Procurador da Flórida processa OpenAI e Sam Altman por negligência
O estado da Flórida moveu a primeira ação estadual contra a OpenAI e Sam Altman, alegando riscos à segurança pública, danos a menores e uso da IA em crimes.
Pontos principais
- O procurador-geral James Uthmeier moveu a primeira ação estadual contra a OpenAI e seu CEO.
- O processo de 83 páginas alega que a empresa ignorou alertas internos sobre os perigos de seus modelos.
- A OpenAI é acusada de negligência, práticas comerciais enganosas e criação de incômodo público.
- A ação aponta que os chatbots promovem comportamentos viciantes, danos à saúde psicológica e casos de suicídio em menores.
- O documento vincula o uso do ChatGPT a incidentes violentos, incluindo um tiroteio na Florida State University.
- O gabinete do procurador busca responsabilizar pessoalmente Sam Altman pelos danos causados a moradores da Flórida.
- A OpenAI defende que possui diretrizes de uso que proíbem menores de 13 anos e exigem consentimento parental.

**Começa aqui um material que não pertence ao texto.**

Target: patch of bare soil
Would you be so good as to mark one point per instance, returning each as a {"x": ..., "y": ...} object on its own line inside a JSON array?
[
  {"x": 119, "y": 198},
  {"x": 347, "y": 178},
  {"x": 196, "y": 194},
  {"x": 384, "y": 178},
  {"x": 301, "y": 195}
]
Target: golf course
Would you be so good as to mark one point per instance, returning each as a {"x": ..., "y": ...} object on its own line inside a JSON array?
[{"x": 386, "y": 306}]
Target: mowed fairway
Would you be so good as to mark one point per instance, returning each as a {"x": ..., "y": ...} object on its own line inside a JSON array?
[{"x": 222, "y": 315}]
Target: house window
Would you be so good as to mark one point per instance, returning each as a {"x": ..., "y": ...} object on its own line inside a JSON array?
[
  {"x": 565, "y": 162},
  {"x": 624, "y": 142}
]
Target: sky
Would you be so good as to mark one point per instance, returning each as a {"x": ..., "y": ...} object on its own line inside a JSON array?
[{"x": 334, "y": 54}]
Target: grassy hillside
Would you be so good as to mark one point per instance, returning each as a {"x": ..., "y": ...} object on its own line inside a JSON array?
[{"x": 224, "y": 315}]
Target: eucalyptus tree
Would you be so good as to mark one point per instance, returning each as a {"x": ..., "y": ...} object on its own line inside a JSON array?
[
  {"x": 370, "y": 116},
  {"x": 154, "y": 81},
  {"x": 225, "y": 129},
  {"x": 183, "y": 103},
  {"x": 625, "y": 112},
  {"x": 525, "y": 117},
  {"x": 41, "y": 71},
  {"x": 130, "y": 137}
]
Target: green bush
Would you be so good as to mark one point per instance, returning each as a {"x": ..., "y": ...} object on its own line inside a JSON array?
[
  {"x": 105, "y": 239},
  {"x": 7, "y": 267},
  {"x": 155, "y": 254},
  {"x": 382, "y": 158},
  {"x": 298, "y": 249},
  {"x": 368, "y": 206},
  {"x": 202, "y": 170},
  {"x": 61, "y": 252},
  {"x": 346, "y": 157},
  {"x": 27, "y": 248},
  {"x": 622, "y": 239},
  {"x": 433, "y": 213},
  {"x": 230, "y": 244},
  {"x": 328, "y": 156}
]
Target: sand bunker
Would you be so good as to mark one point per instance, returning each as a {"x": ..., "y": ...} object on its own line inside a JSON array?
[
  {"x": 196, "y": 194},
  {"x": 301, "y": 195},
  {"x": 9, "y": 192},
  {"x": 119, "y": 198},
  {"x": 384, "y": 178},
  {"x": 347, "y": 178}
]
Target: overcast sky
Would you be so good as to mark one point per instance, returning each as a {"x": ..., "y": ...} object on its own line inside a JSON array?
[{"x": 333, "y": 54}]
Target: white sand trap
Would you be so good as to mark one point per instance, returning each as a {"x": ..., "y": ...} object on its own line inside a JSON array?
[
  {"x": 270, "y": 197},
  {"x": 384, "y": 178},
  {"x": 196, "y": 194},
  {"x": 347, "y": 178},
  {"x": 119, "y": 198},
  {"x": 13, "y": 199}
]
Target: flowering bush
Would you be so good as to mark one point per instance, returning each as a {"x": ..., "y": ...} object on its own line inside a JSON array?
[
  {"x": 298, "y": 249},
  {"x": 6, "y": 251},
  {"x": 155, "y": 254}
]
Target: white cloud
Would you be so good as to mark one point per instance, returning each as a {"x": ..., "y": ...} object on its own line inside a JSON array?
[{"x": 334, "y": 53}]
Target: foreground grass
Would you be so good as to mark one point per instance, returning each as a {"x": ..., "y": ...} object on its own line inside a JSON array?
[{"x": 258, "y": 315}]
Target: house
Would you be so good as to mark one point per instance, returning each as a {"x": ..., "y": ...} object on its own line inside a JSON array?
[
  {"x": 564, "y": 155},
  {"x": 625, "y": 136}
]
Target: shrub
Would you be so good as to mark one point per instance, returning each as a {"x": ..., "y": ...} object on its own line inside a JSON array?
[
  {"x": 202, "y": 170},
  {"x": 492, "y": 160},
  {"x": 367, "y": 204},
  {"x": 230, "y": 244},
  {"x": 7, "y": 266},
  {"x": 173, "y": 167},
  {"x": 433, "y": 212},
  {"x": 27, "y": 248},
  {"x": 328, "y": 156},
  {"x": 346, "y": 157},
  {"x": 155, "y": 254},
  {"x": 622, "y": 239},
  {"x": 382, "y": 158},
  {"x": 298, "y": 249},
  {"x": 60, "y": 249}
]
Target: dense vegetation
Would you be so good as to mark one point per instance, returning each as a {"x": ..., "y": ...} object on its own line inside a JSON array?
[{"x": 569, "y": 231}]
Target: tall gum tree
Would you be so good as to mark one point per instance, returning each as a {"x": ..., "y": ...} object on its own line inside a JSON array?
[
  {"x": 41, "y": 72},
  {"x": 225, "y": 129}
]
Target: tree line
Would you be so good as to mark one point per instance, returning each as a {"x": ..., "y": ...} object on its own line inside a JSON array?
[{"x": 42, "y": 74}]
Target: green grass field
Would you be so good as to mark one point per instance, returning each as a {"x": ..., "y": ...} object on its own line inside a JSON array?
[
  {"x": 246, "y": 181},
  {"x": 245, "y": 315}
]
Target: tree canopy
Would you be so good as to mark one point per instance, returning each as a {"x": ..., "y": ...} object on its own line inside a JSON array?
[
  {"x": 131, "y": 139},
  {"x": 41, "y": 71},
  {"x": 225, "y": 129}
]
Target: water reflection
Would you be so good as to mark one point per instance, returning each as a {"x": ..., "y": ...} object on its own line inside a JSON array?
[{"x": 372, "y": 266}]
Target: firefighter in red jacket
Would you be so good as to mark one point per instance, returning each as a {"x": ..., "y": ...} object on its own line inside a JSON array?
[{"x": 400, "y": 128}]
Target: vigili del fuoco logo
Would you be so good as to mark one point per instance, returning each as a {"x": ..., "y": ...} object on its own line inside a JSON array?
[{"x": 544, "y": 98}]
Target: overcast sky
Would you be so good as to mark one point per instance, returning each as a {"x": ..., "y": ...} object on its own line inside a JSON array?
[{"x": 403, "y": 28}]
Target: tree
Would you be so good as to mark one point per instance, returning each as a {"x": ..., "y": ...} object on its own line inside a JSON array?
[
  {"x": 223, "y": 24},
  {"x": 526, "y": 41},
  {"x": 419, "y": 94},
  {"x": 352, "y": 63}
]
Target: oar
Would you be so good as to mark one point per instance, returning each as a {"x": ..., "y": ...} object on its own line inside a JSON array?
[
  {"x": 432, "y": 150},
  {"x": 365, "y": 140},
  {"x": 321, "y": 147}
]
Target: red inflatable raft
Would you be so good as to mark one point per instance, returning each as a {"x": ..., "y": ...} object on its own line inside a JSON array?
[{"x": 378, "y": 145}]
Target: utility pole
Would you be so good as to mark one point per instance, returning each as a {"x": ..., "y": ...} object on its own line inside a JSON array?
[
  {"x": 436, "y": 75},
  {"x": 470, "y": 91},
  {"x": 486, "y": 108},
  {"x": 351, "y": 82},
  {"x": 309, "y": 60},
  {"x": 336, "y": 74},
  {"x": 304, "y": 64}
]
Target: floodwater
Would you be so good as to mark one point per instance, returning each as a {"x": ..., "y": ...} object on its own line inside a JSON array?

- O governo estadual iniciou a investigação criminal após o ataque a tiros na Florida State University.
- Tentativas anteriores de regular a IA no legislativo estadual enfrentaram resistência do presidente Donald Trump e do setor de tecnologia.
O procurador-geral da Flórida, James Uthmeier, iniciou uma ação judicial contra a OpenAI e seu CEO, Sam Altman, marcando a primeira vez que um estado americano processa a desenvolvedora do ChatGPT. O litígio, detalhado em um documento de 83 páginas, sustenta que a companhia adotou práticas comerciais enganosas e negligência ao promover a ferramenta como segura, ocultando riscos significativos aos usuários. Entre as acusações centrais, o estado aponta que a empresa ignorou alertas internos sobre os perigos do produto e que os chatbots provocam danos diretos ao bem-estar infantil, fornecendo conselhos perigosos sobre automutilação e transtornos alimentares, além de promover comportamentos viciantes que impactam o desempenho escolar e a saúde mental.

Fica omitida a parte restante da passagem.